Ne nous prenez pas trop au sérieux mais surtout au pied de la lettre, dépourvus du filet lexical des métaphores, gueuleton dégueulasse des artistes de salon, l’autre soir, aux Césars, aux Oscars, une bande de connards dérisoires en costards noirs, une rangée d’utérus endimanchés dans leurs robes du soir et leurs rires obscènes d’héritières, leurs pleurs de crocodiles célèbres.

Imaginons une inversion de règne, un renversement de royaume, les maîtres maintenus par les esclaves chus au même point de vue : au coin du feu, les chiens ne racontent plus des histoires mythiques à propos d’humanité autrefois dominante, mais les ombres de l’écran chuchotent au sujet du public évanoui, évaporé, enfui.

Sur les sièges vides, dans le silence velouté de l’antre désert, les silhouettes ne projettent aucune ombre, et les paroles polyglottes n’impactent nulle oreille humaine ; avènement des songes mécaniques, épiphanie électronique ou maltaise, spectacle permanent à guichets définitivement fermés.

Ainsi va le labeur du mineur dans sa mine forée à la pointe d’une mine numérique, car dans chaque utopie réside la tumeur d’une dystopie, dans chaque projet la séduction d’un massacre, dans des appels au meurtre bienveillants la lame tangible d’un coutelas.

Des files d’adeptes célébrant une messe finie depuis longtemps, des files de rationnement dans la guerre douce du virtuel, des files de cadavres entassés dans les sarcophages des témoignages reconstitués, et tout au bout de l’allée, Eurydice rejouant son strip-tease, pantalon baissé de la pensée, onanisme du capitalisme sacralisé en horizon ultime, annexant les alternatives, les chemins de traverse, les dissidences inoffensives.

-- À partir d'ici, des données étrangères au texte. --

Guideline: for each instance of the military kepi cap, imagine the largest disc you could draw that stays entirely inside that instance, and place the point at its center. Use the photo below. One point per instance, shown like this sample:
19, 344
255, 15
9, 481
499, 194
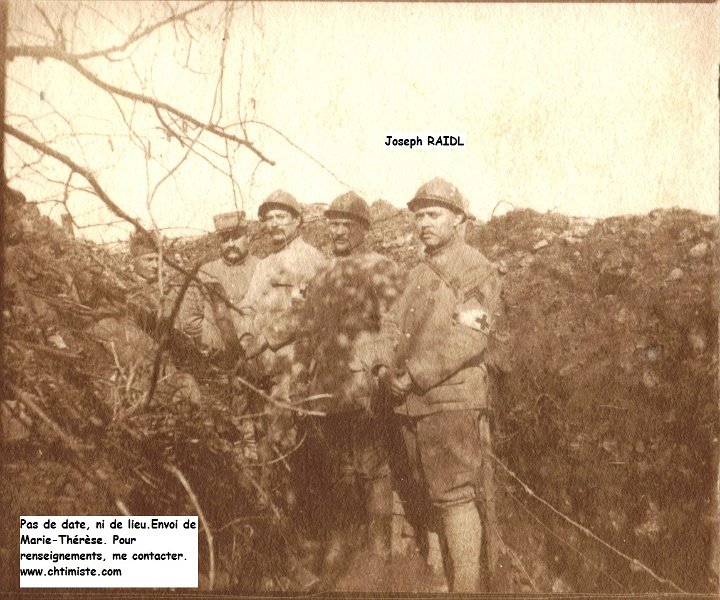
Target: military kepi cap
230, 221
439, 192
280, 199
349, 206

La gueule des opposants, cependant, et la portée infime de leurs ressassements, de leurs ressentiments, ne laissent pas d’espoir sur ce bord, et une fois l’opium des chapelles profanes dissipé, quoi donc à se mettre sous la dent aiguisée, jamais rassasiée de promesses, d’ivresses, de tours de manège dernier cri ?

Un soupçon de passion, de lucidité, de rage et de partage, essayons cela, au cinéma et dans la supputée réalité, concorde provisoire de subjectivités synchrones – malheur à celui par qui le scandale épistémologique arrive, qui s’écarte de la doxa, qui n’assimile pas que rébellion = récupération ! –, film analogique soumis à des sauts imprévus, les griffes du mécanisme existentiel pouvant louper la perforation de l’unisson.

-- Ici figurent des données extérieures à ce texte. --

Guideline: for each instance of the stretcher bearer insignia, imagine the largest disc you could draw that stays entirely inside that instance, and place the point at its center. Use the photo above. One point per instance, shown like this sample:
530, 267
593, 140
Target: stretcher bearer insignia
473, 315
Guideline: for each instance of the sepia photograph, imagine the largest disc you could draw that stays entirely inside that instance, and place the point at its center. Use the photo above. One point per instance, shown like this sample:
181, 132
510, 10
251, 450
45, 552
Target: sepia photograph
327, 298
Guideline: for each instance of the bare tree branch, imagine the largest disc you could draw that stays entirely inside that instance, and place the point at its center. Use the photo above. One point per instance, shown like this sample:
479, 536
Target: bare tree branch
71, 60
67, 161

Oui, finalement, alors que la nuit tombe sans bruit sur la ville provinciale, dans cet hiver méconnaissable, félicitons-nous de nos faillites, réjouissons-nous à nos funérailles.

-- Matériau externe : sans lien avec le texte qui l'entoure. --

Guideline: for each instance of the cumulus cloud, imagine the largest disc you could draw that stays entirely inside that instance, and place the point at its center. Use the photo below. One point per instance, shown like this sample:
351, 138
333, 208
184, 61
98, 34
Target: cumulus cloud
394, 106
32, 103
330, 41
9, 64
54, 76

Le temps de changer, de se réveiller, de rugir et de serrer dans ses bras, se conjugue à l’indicatif, à l’envie, à l’arraché, foyer vif à nouveau volé afin de nous éclairer a giorno, de nous obscurcir contre l’aveuglement, de cautériser nos blessures – le meilleur reste à conquérir, à l’intérieur, en solitaire, à plusieurs, la fenêtre aventureuse ouverte au grand air.